The consideration of numerical stability assumes prominence in evaluating the methodologies employed. Evidently, my manual method may demonstrate diminished nimbleness compared to Sklearn, particularly in the realm of numerical handling. Analogous to a precarious tightrope act, the manual methodology exhibits a degree of instability, notably when confronting larger matrices.
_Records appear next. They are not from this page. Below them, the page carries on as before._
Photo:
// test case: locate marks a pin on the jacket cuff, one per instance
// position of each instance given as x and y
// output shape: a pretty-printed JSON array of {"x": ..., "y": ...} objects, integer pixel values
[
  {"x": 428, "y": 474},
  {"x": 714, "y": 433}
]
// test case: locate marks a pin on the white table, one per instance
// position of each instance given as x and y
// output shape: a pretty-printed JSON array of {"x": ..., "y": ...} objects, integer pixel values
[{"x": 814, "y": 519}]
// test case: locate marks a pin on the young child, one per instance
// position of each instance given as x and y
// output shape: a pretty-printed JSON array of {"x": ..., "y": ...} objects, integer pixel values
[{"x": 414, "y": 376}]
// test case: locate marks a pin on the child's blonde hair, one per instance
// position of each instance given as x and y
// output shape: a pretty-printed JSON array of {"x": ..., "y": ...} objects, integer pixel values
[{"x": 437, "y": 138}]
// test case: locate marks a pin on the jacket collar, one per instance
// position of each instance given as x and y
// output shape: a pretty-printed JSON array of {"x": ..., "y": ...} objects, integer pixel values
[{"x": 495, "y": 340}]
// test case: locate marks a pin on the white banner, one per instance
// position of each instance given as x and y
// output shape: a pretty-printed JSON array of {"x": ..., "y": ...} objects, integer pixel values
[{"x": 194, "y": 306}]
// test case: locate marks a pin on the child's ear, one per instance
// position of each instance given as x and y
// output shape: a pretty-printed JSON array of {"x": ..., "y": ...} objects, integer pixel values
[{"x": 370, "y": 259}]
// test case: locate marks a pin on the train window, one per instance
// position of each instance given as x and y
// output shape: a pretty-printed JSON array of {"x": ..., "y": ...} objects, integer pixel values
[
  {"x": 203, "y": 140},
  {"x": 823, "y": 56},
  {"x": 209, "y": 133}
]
Recognizing the centrality of numerical stability becomes imperative, given the potential for seemingly inconsequential calculation errors to propagate into discernible disparities within the analytical results.

Parameter Differences:

In the sphere of parameterization, meticulous attention to alignment becomes imperative. Ensuring congruence in configuration settings between Sklearn and the manual implementation is foundational. Scrutiny of parameters, encompassing facets such as the number of components, tolerance levels, and latent hyperparameters, becomes a requisite. These parameters, acting as instrumental determinants, wield substantive influence over the ultimate analytical outcomes. Consequently, a judicious examination and synchronization of these settings become indispensable for achieving coherence in results.